(Ben Cope)
If you saw Nisha Ganatra’s Freakier Friday in theaters last weekend, you might have been wondering who the young actress playing the angsty teenage daughter this time around is. Unlike her on screen mother, Lindsay Lohan, Julia Butters isn’t a global movie star like LiLo was when Mark Waters’ Freaky Friday (2003) was released. Then again, it’s hard to find many big stars under the age of 18 these days in cinema, at least at the level Lindsay, Hilary Duff or Raven-Symoné were in the 2000s. For Julia, this might actually work in her favor. Not only because she seemingly gets to be a teenager without paparazzi and reporters bothering her, but because she actually grew up in Los Angeles and has family who work in the film industry too. Her father, Darrin Butters, is apparently a major animator for Walt Disney Studios and has had jobs on movies including Chris Buck & Jennifer Lee’s Frozen (2013), Jared Bush, Byron Howard & Rich Moore’s Zootopia (2016) and Ron Clements & John Musker’s Moana (2016).
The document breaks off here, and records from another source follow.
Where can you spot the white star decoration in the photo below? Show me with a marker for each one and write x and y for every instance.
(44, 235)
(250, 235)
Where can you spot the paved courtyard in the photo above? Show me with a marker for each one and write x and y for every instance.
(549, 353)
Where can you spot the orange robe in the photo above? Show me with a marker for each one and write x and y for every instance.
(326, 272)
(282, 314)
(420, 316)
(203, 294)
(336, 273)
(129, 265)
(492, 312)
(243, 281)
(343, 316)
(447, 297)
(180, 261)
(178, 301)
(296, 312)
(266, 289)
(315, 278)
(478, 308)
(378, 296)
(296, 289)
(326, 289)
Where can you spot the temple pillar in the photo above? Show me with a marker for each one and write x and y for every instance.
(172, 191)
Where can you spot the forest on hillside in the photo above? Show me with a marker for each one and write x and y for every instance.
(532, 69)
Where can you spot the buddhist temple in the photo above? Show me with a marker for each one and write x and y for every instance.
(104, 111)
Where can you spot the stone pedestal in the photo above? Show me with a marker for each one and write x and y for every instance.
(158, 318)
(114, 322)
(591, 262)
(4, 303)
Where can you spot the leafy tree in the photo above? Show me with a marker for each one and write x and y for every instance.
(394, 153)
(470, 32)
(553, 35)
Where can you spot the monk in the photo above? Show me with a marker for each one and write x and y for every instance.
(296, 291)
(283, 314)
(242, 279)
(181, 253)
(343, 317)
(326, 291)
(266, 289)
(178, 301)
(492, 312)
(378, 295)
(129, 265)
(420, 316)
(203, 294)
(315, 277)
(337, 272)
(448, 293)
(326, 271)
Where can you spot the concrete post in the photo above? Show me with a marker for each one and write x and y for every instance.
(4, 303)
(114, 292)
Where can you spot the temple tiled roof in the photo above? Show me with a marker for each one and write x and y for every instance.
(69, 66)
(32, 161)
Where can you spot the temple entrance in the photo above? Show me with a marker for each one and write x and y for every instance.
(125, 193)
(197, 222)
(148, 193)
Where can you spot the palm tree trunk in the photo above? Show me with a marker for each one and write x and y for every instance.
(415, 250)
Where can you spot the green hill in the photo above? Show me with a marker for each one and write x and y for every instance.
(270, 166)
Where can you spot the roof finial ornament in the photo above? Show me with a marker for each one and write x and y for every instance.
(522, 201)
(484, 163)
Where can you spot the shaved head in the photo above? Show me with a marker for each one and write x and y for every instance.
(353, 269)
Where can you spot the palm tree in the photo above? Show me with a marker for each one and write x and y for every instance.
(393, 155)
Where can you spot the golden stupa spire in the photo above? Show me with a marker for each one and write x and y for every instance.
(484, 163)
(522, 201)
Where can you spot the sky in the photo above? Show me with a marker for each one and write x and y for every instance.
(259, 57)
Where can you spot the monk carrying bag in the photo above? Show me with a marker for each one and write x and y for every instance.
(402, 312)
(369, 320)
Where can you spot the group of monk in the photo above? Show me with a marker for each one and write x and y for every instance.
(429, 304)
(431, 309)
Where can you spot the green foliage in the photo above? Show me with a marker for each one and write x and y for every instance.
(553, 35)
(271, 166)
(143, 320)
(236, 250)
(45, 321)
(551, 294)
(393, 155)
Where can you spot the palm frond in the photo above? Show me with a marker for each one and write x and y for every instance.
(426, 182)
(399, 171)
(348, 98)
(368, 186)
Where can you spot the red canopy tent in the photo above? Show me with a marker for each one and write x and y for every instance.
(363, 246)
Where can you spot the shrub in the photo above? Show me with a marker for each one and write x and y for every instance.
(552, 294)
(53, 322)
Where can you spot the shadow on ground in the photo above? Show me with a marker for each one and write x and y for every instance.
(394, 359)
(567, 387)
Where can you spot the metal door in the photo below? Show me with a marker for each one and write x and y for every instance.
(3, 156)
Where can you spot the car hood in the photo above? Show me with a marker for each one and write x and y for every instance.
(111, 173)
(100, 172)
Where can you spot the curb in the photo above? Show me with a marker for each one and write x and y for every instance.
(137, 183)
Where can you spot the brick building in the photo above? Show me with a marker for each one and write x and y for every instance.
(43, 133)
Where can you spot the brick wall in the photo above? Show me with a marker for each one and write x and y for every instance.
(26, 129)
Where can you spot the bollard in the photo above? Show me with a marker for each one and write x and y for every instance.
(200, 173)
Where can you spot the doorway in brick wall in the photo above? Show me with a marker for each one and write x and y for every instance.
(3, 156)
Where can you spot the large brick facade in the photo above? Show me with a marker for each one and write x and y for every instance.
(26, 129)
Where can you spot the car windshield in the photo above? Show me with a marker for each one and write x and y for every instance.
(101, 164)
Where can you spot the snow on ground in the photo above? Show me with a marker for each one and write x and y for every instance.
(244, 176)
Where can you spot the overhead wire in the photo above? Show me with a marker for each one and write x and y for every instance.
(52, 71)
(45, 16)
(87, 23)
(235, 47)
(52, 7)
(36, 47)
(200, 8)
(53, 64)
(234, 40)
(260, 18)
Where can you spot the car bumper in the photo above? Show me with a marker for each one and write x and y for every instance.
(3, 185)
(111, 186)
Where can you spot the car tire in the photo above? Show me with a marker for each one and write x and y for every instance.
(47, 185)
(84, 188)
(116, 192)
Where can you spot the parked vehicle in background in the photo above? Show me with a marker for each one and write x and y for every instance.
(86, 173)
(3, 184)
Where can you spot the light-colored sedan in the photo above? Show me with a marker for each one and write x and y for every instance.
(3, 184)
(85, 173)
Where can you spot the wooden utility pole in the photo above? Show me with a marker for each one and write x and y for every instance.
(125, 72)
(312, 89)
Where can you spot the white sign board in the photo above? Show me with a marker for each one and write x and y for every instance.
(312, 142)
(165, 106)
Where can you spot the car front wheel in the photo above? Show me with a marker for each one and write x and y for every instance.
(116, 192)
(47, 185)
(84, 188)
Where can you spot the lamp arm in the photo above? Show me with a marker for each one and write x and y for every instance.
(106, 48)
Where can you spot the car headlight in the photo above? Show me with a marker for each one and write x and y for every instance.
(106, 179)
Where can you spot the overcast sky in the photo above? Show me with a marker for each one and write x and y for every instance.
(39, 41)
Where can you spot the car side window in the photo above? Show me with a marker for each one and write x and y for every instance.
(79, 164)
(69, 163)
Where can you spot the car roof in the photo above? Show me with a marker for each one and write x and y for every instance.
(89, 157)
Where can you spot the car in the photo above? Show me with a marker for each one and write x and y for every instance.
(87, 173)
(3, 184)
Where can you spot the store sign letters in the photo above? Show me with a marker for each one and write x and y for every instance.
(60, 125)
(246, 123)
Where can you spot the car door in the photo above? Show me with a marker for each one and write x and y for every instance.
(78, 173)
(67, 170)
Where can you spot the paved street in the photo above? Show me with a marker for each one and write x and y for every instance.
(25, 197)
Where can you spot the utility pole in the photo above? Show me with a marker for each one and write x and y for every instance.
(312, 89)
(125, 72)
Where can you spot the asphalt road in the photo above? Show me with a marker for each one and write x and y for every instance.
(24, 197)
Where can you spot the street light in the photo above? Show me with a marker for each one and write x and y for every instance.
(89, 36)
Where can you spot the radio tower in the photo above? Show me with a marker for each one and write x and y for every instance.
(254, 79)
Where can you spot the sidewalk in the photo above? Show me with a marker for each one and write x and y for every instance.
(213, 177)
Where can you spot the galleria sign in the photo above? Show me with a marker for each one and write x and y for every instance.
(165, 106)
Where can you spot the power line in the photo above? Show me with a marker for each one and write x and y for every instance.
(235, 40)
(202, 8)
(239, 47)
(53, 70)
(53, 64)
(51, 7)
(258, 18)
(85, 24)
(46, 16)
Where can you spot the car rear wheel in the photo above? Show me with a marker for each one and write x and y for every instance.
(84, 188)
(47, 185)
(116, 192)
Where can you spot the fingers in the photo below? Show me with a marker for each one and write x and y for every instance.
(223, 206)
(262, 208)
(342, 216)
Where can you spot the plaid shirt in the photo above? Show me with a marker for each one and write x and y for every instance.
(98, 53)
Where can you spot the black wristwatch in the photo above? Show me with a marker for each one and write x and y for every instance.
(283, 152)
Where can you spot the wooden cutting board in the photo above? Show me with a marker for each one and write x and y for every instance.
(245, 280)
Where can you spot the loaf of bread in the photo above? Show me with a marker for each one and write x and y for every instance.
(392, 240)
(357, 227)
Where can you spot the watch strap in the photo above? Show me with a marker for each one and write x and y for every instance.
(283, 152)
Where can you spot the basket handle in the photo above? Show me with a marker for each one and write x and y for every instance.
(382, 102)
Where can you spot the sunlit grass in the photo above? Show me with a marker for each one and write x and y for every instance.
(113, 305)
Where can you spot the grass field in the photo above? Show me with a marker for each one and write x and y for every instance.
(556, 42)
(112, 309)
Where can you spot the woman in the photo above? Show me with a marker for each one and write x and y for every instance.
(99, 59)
Julia is lowkey one of the more recent ‘nepo babies’ to hit Hollywood, meaning she probably hasn’t felt pressure to be a child star like kids with typical stage parents do. In fact, her resume doesn’t even feature many family friendly projects and she was usually cast as the token cute kid while starting out.
(Andrew Cooper / Sony Pictures)
At age 5, Julia’s first on-screen credit was as the title character of the 2014 episode ‘Gabby’ of CBS’ “Criminal Minds” and her first theatrical feature was Michael Bay’s 13 Hours (2016). Recurring roles on Amazon’s sitcom “Transparent” (2015-16) and ABC’s dramedy “American Housewife” (2016-2020) followed, but I don’t think anyone was expecting the biggest scene-stealer of Quentin Tarantino’s retro pastiche Once Upon a Time in Hollywood (2019) to be a tiny 9-year-old girl. Many actors would feel intimidated performing opposite modern legends like Leonardo DiCaprio and Brad Pitt, but little Julia completely sold her one very memorable sequence in OUaTiH as the precocious co-star of Leo’s character while he’s working a TV gig. Julia’s scene-stealing rep carried over to the popular comedy sketch ‘Tammy Craps’ on Netflix’s “I Think You Should Leave” in 2021 and in Anthony & Joe Russo’s schlocky action flick The Gray Man (2022). The same year as the latter, Julia collaborated with her second auteur director, Steven Spielberg, with The Fabelmans, where she played a fictionalized portrayal of one of the filmmaker’s sisters. Now with Freakier Friday added to her filmography, we’ll see if Julia wants to continue acting fulltime as an adult in the near future, as Jodie Foster, Saoirse Ronan and the Fanning sisters have; or abandon the craft for a completely different career, like Shirley Temple, Quinn Cummings and the Olsen twins did. Personally, I think Julia has enough talent and charm to follow in the footsteps of fellow showbiz kids Dakota Johnson and Margaret Qualley if she has a strong support system and well-meaning team around her. But because she’s still so young, she has all the time she wants to decide too.